I appealed for coverage for my botox treatments for my migraines, because absolutely nothing else works to prevent them, and because having had a stroke, most common prescription meds for treating migraines are contraindicated for me. And I had data showing that botox treatments actually worked. I went through three levels of appeal. I went to that fancy building downtown for a hearing. I prepared what amounted to a mini-clinical study report on myself, in a three-ring binder, complete with literature references, and handed it out to the appeals panel members. I convinced them to approve my treatment. I have a letter from them stating that I have approval to receive this treatment for my migraines. Yet, nearly every time I receive a treatment, I also get an “explanation of benefits” form (there’s an oxymoron if I’ve ever heard one) saying that coverage is rejected because the treatment is not a covered benefit. At which point I have to get on the phone, explain that I do have permission for coverage, and ask them to refile. At which point, inevitably, the person I am talking with says, “oh yes, I can see your letter of permission right here in your file.” So, you know, it’s not like it was hard to find. It’s not like they’ve never been through this before. It’s not like the person who first processed this instance didn’t know it was there or couldn’t find it. They just reject the damn thing hoping that this time, I’ll give up, and they won’t have to pay this one, and maybe never have to pay again.

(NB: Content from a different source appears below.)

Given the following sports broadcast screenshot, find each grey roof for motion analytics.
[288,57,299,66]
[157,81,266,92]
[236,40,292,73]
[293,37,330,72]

Don’t talk to me about government-instituted “death panels”. The real death panels are the ones in that building in downtown Philadelphia, and similar ones belonging to other health insurance companies around the nation. The ones who attempt to stymie you at every turn in your efforts to access your “covered benefits”. The ones who hope you will give up, go away, or die before they ever have to get around to paying anything on any of your claims.